2 thoughts on “Social is Normal

  1. In the beginning, we really have no idea what does what. I only joined Twitter when it seemed literally everyone I was interested in was on it. I also never intended to start spewing out a bunch of whatever, but here I am.

    People have generally become comfortable with the distinctions between email and a social network like Facebook, and sometimes with IM. Lately, we have to also deal with Twitter and FourSquare.

    Part of the confusion stems from multiple services that do the same thing. “Facebook? Isn't that like MySpace?” I've had acquaintances try to add me on LinkedIn, even though we've never had a business relationship, or even when we've never met (I think he was a local web developer). I've heard of strange new social media sites, but I haven't checked them out because I couldn't fathom that they could be something new and different. For location-based applications, you have a choice between FourSquare and Gowalla.

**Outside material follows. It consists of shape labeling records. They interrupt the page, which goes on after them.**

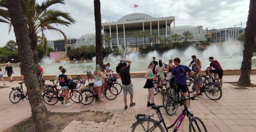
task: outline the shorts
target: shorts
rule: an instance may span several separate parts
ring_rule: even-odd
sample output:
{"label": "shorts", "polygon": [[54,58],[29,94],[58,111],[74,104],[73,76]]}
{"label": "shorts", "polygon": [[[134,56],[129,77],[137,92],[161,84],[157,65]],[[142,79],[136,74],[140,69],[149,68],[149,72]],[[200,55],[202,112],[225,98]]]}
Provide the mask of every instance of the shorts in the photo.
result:
{"label": "shorts", "polygon": [[94,82],[94,84],[93,84],[93,87],[99,87],[102,86],[102,83],[101,82],[101,81],[99,81],[97,82]]}
{"label": "shorts", "polygon": [[12,72],[7,72],[7,75],[8,75],[8,77],[11,76],[12,74],[13,74],[13,73]]}
{"label": "shorts", "polygon": [[126,95],[129,93],[130,95],[133,94],[133,88],[132,87],[132,84],[131,83],[128,85],[122,84],[122,89],[124,95]]}
{"label": "shorts", "polygon": [[61,89],[62,90],[69,89],[69,87],[67,86],[65,86],[63,87],[61,87]]}

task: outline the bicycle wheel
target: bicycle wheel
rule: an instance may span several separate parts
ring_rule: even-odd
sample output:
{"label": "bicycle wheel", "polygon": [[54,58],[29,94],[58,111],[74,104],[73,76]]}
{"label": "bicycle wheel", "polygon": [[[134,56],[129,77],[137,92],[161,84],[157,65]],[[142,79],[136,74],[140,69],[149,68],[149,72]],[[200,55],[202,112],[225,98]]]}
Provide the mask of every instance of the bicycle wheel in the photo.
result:
{"label": "bicycle wheel", "polygon": [[10,92],[9,95],[9,99],[10,101],[13,104],[16,104],[20,101],[21,97],[20,95],[22,95],[21,91],[20,90],[15,88],[13,89]]}
{"label": "bicycle wheel", "polygon": [[69,93],[69,97],[74,102],[78,103],[79,103],[79,99],[78,97],[80,94],[80,92],[79,91],[75,90],[72,90]]}
{"label": "bicycle wheel", "polygon": [[81,80],[78,78],[75,78],[72,80],[72,81],[76,83],[76,88],[79,88],[81,86],[81,85],[82,84],[82,82],[81,82]]}
{"label": "bicycle wheel", "polygon": [[121,84],[117,83],[114,83],[113,86],[117,89],[117,90],[118,90],[118,94],[121,93],[121,91],[122,91],[122,86]]}
{"label": "bicycle wheel", "polygon": [[191,118],[188,126],[188,131],[189,132],[207,132],[207,129],[204,123],[200,118],[197,117]]}
{"label": "bicycle wheel", "polygon": [[115,87],[109,87],[108,89],[105,89],[104,95],[108,100],[113,100],[117,97],[118,95],[118,90]]}
{"label": "bicycle wheel", "polygon": [[179,95],[176,94],[171,94],[166,101],[165,105],[165,110],[169,115],[172,115],[175,113],[178,108],[178,104],[175,103],[173,101],[179,98]]}
{"label": "bicycle wheel", "polygon": [[220,87],[215,83],[207,83],[204,87],[204,90],[206,96],[212,100],[219,100],[222,96]]}
{"label": "bicycle wheel", "polygon": [[160,124],[157,125],[158,123],[157,121],[151,119],[142,119],[134,125],[132,127],[131,131],[132,132],[164,132],[164,129]]}
{"label": "bicycle wheel", "polygon": [[59,101],[59,96],[55,92],[49,91],[43,95],[43,101],[48,105],[54,105]]}
{"label": "bicycle wheel", "polygon": [[88,105],[91,103],[94,100],[95,95],[93,92],[88,89],[82,92],[78,96],[79,102],[83,105]]}
{"label": "bicycle wheel", "polygon": [[88,77],[88,82],[89,83],[91,83],[94,82],[94,77],[93,76],[89,76]]}

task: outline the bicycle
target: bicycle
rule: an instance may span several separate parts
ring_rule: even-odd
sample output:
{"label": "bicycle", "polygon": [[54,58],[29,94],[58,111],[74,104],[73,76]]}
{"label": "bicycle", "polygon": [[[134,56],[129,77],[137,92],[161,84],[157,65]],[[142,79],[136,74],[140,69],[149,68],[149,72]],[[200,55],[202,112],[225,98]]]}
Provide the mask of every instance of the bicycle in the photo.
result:
{"label": "bicycle", "polygon": [[[62,93],[60,93],[61,89],[57,89],[57,86],[52,85],[51,87],[52,90],[45,92],[43,95],[43,101],[50,105],[55,105],[58,101],[61,102],[61,104],[63,104],[64,97],[66,97],[65,94],[63,94],[63,91]],[[69,93],[70,98],[74,102],[78,103],[79,103],[78,97],[80,94],[80,92],[76,89],[72,90]]]}
{"label": "bicycle", "polygon": [[[9,99],[11,102],[13,104],[16,104],[19,102],[21,100],[23,101],[23,100],[25,98],[28,100],[28,92],[24,92],[22,86],[22,84],[24,83],[24,82],[18,83],[20,85],[19,87],[12,88],[12,90],[9,94]],[[13,100],[12,100],[12,99]]]}
{"label": "bicycle", "polygon": [[[181,105],[184,106],[184,109],[181,113],[178,116],[173,123],[169,127],[167,127],[162,116],[160,109],[163,107],[162,105],[152,105],[151,108],[156,110],[156,112],[160,120],[158,121],[152,118],[154,114],[146,115],[145,114],[139,114],[135,117],[137,120],[132,124],[131,128],[132,128],[132,132],[168,132],[168,130],[172,128],[177,123],[176,126],[174,128],[173,132],[177,132],[185,116],[187,116],[189,122],[188,130],[191,132],[207,132],[205,126],[203,121],[199,118],[194,116],[193,113],[189,112],[185,105],[185,102],[188,100],[196,100],[195,96],[191,97],[187,99],[183,97],[180,100],[174,101],[177,103]],[[164,128],[161,124],[163,123]],[[165,131],[164,130],[165,130]]]}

    I think this problem will be solved by a few bright minds, in the next two or three years. A single application that pulls in data from all possible social media sources and displays it in a single stream would mean that people no longer have to remember several sites if they want to keep up with you. Operating Systems could integrate our 'default' social media aggregator, like they do email clients or web browsers. A standards body could write a specification so that we can use something like a mailto: link to add a profile (or list of profiles) to the user's default Social Spyglass or whatever it'll be called at that point in time.

    I don't think we've ever had quite this problem. People have had one or two houses, phones, mailing addresses, or email addresses for ever. I guess it makes sense that we're only starting to get a handle on this.